Challenges OEMs Face in SDV Programs

• Shorter SOP Cycles: OEMs need to compress development timelines to 2–2.5 years while ensuring robust validation.
• High Validation Costs: Increasing test scenarios and variant management make V&V processes financially demanding.
• Integration Complexity: Undervalued integration efforts result in unexpected defects and SOP delays.
• Limited Hardware Availability: Physical testing constraints slow down defect detection and iterative improvements.

Traditional V&V Limitations

1. Integration Complexity: A fragmented network, platform, and hardware ecosystem creates uncontrollable defects.
2. Delayed Defect Discovery: Late-stage defect detection leads to long feedback loops and cost overruns.
3. Limited Test Coverage: Traditional methods miss critical validation aspects, forcing last-minute fixes.
4. Dependency on Physical Hardware: Limited test environments cause bottlenecks and slow down debugging.

Real-World Impact: A Case Study

• By mid-August 2023, a project (BL5) had 70% feature implementation completed.
• Due to insufficient validation, the SOP target shifted by seven months (April 2024 → December 2024).
• Many defects carried forward due to the lack of mature V&V environments.

A structured virtual validation strategy could have prevented these delays.

How Virtual Validation & Simulation Help OEMs

• Early Defect Detection: Identifies issues earlier by shifting validation left.
• Comprehensive Test Coverage: Supports both functional and non-functional
• Reduces Hardware Dependency: Allows testing in simulated environments, minimizing prototype reliance.
• Optimized Cost & Time: Speeds up validation cycles while reducing expenses.

Best Practices for Implementing Virtual Validation

1. EE Network Performance Validation

Ensuring robust network interactions (Ethernet-CAN communication) through simulations.

2. Platform & Peripheral Function Performance Validation

Assessing software stability across multiple ECUs in virtual environments.

3. Multi-Domain Validation

Conducting integrated simulations across diverse vehicle functions.

4. Infrastructure Readiness for Scalable Validation

Standardizing HIL setups, common instrumentation, and automation frameworks.

5. Real-World Data Integration

Leveraging test fleets and mule vehicles for accurate validation insights.

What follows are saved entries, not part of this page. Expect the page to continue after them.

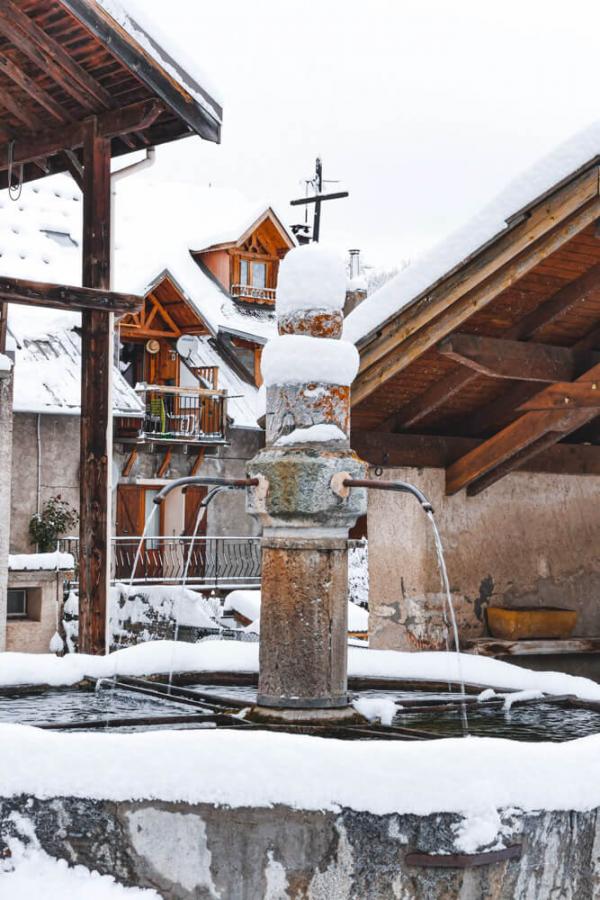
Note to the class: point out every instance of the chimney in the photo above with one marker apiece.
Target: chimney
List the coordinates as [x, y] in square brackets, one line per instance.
[356, 288]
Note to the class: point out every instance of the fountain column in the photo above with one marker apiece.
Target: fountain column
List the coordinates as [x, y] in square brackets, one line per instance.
[300, 500]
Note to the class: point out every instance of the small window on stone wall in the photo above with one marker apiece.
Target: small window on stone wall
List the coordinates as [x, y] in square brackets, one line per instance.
[16, 607]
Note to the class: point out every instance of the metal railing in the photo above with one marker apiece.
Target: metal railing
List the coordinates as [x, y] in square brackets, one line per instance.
[215, 562]
[177, 415]
[249, 292]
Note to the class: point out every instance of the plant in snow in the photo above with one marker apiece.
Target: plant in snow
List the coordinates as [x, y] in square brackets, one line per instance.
[56, 518]
[358, 573]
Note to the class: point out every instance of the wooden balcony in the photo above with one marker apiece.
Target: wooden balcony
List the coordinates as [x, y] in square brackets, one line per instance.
[176, 416]
[252, 294]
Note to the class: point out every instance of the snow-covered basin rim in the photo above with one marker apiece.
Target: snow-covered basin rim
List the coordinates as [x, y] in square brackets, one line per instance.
[262, 769]
[162, 657]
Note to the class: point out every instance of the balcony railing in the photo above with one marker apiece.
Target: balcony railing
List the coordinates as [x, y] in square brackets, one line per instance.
[249, 292]
[177, 415]
[214, 562]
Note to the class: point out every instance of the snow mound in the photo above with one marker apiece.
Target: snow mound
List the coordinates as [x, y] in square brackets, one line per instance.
[299, 359]
[311, 277]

Shaping the Future of Automotive Validation

As OEMs strive for faster, cost-effective, and reliable SDV development, virtual validation and simulation are critical to achieving these goals. By investing in structured virtual V&V frameworks, OEMs can enhance quality, minimize defects, and meet aggressive SOP targets without compromising on safety or performance.

Now is the time for OEMs to integrate virtual validation into their development strategy and drive the future of software-defined mobility.